Il San Gerardo celebra San Carlo Acutis con arte e memoria

Due opere d'arte inaugurate nel reparto che ha accolto il giovane santo

Il San Gerardo celebra San Carlo Acutis con arte e memoria

In occasione del compleanno di San Carlo Acutis (3 maggio 1991 – 12 ottobre 2006), la Fondazione IRCCS San Gerardo dei Tintori ha organizzato oggi, giovedì 30 aprile, un momento commemorativo presso l’ospedale di Monza, una città a lui profondamente legata.

Il ricordo di Carlo Acutis

L’evento ha avuto inizio con l’esposizione di un tributo sulla facciata della Palazzina Accoglienza, dedicato alla figura di Carlo Acutis, che rappresenta un esempio vivo di fede, speranza e dedizione verso gli altri.

Successivamente, all’11esimo piano del Settore C, dove nel 2006 si trovava il reparto di Oncoematologia pediatrica, sono state installate due opere d’arte come segno di riconoscenza per le cure ricevute e come testimonianza di una presenza che continua a toccare il cuore delle persone, specialmente nei momenti di difficoltà.

Nel 2006, Carlo Acutis ha vissuto in questo reparto una fase cruciale della sua malattia, sostenuto dal personale sanitario e dall’affetto dei suoi cari.
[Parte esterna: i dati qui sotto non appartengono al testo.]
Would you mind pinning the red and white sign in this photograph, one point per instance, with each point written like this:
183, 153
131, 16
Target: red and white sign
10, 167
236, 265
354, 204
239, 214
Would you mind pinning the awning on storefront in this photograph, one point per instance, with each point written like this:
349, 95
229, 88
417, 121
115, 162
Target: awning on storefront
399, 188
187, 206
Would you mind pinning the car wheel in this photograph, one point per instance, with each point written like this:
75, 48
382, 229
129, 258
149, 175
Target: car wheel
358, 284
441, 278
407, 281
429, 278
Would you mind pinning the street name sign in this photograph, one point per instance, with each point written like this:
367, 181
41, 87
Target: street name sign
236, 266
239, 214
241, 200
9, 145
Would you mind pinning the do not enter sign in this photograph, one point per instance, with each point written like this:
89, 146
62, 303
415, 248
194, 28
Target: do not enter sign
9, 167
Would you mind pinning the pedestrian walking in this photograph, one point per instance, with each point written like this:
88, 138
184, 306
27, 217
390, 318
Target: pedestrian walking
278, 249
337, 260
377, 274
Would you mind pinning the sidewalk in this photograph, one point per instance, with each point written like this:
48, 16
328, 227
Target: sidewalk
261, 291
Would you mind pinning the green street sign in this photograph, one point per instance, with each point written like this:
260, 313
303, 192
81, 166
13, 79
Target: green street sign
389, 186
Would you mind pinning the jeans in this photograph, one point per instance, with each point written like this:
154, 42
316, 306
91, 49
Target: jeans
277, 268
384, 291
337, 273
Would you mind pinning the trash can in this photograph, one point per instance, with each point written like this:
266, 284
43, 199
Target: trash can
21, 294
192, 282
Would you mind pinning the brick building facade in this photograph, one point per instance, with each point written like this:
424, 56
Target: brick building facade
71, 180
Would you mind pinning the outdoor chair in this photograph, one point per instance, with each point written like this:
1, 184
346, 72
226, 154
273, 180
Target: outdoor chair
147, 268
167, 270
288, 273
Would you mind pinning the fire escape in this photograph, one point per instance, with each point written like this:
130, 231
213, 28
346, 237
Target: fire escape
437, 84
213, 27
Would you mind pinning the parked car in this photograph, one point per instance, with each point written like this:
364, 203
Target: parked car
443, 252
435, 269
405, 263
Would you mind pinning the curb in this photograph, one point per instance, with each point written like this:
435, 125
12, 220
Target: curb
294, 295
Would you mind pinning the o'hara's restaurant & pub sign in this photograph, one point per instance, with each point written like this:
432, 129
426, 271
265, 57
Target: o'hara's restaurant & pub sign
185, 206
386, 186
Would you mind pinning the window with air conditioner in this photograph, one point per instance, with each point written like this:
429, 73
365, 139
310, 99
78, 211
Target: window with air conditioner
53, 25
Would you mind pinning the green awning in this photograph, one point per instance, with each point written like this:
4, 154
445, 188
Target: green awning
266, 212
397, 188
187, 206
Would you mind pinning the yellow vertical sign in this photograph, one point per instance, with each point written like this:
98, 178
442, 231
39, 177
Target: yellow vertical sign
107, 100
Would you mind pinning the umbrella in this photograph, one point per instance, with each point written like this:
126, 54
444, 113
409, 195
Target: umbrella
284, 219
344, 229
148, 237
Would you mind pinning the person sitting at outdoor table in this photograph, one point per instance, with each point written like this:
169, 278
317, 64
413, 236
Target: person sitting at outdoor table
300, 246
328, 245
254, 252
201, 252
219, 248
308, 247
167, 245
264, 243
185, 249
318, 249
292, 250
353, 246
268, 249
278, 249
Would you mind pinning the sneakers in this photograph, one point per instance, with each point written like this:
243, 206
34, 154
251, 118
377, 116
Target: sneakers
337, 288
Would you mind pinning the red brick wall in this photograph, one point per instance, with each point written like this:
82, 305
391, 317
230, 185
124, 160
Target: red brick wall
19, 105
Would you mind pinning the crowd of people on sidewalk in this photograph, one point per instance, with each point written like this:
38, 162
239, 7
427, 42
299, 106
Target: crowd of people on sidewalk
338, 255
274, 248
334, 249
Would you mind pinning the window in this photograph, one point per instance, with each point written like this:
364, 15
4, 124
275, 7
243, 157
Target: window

La scelta di collocare le opere in questo luogo sottolinea l’importanza della cura, non solo come pratica clinica, ma come relazione umana e supporto integrale alla persona.

L’arte e la cura

In questo contesto, Giovanni Emidio Palaia, Direttore del gruppo di lavoro Mariologia, Persona, Arte, Città, Cultura e Salute, ha donato alla Fondazione IRCCS due opere appositamente create per l’ambiente ospedaliero, rappresentando un legame tra arte, fede e cura.

San Gerardo Carlo Acutis

La prima opera, Luce divina sull’umanità di Renato Li Vigni, offre un’accoglienza ideale a chi attraversa momenti di sofferenza. I colori giallo, arancione e verde evocano luce, calore e vita, simboleggiando un abbraccio universale.

La seconda opera, Carnevale marino di Ezio Gribaudo, si ispira all’amore di Carlo Acutis per il gioco e i delfini, rappresentando una vita vissuta come dono e relazione, anche nelle avversità. Il colore verde, predominante nell’opera, comunica serenità e speranza.

La Fondazione IRCCS San Gerardo dei Tintori di Monza si conferma un centro di eccellenza scientifica e umana, dove la cura clinica si intreccia con l’accompagnamento umano e la dimensione simbolica e spirituale.

“Le opere, inserite stabilmente in questo contesto – sottolinea il presidente della Fondazione IRCCS San Gerardo dei Tintori Claudio Cogliati – vogliono ricordare a tutti coloro che attraverseranno questi spazi la dignità di ogni persona e il valore di una cura che sappia accogliere e accompagnare ogni vita, mantenendo vivo il messaggio di speranza che la testimonianza di Carlo Acutis continua a offrire”.